Insurers Push to Extend Rebate for Low-Income Seniors

Private Healthcare Australia

Health insurers are calling on the Government to exempt Australians aged over 65 on low incomes — including those on the Age Pension — from changes to the Private Health Insurance Rebate, warning the move could force vulnerable people to drop their cover.

Private Healthcare Australia (PHA), the peak body for health insurers, say requiring pensioners and low-income older Australians to find hundreds of dollars more each year to maintain their private health insurance will lead some to downgrade their cover, or abandon it altogether.

"About 39 per cent of Australians with private health insurance earn less than $55,000 a year. This includes more than 900,000 older Australians who will be affected by the Government's proposed changes announced yesterday as part of its aged care cost-of-living measures," PHA CEO Dr Rachel David said.

"Many of these people have annual incomes under $30,000 and many of them are in rural and regional Australia. While we recognise the Government's equity rationale for aligning rebate rates for those over and under 65, the reality is this broad-brush approach will make private health insurance unaffordable for thousands of vulnerable Australians."
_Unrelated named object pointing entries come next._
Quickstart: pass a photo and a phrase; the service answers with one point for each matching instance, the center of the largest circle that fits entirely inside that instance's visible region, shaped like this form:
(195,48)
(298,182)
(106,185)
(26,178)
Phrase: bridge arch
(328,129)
Dr David said that although government modelling suggested around 44,000 people would drop their cover, those most affected would have higher healthcare needs.

"The public hospital system is already under pressure and cannot provide timely care for many of these patients," she said. "That's precisely why they rely on private health cover to manage their health."

PHA is urging the Government to retain higher rebate levels for Australians earning less than $55,000 a year and recommending age-based differentials within each rebate tier be removed.

"There is a large cohort of older Australians with chronic conditions who rely on the private system and already devote a significant share of their limited incomes to their healthcare," Dr David said.

"It is economically counterproductive to reduce the rebate and push high-needs patients out of private cover. This will increase pressure on public emergency departments, public hospital beds and elective surgery waiting lists, which are already struggling."

Dr David supported reducing rebates for higher-income retirees, noting this had been recommended in PHA's 2026 Budget submission.

"Reducing rebates for older Australians on six-figure incomes is sensible. Many do not require additional support," she said.

"But our strong recommendation is to redirect that support to low-income Australians by increasing rebates for those earning under $55,000 a year."

Following yesterday's announcement by Federal Health Minister Mark Butler, PHA is urging the Government to consider a broader reform package that includes:

  • increasing the Medicare Levy Surcharge (MLS) for higher-income earners
  • removing age-based rebate differentials and introduce a new 28 per cent rebate tier for those earning under $55,000 (or $110,000 for couples and families)
  • simplifying rebate tiers from 2027 to whole numbers (24%, 16% and 8%), and
  • reducing private healthcare costs by lowering the price of medical devices from 1 July 2026.

"Our initial estimates suggest this package would achieve around 70 to 75 per cent of the Government's revenue target while significantly improving equity," Dr David said.

"It would protect low-income Australians from premium shocks and avoid shifting additional costs onto the public hospital system."

She said this would support the Government's objective of improving intergenerational equity.

She also noted that more than half a million high-income earners currently do not have private health insurance, despite having the capacity to contribute more to their healthcare costs.

"We recommend increasing the Medicare Levy Surcharge to 1.5 per cent for Tier 1 earners, and 3 per cent for Tier 2 and Tier 3 earners," Dr David said.

"This would place downward pressure on premiums, strengthen insurers' risk pools, and support a more sustainable system as Australia's population ages," she said.

PHA is also calling for urgent reform of medical device pricing, which Dr David described as one of the most inflated cost drivers in the private system.

"Many medical devices cost between 30 and 100 per cent more in Australia than in comparable markets such as New Zealand," she said.

"As a first step, aligning prices for common devices with New Zealand benchmarks could save consumers around $300 million a year.

"That's where reform effort should be focused, not on measures that make private health cover less affordable for older Australians on very low incomes who are already struggling due to ongoing cost-of-living pressures."

About us:

Private Healthcare Australia is the peak representative body for Australia's private health insurance industry. PHA represents more than 20 Australian health funds and 15 million Australians (55% of the population) who have private health insurance.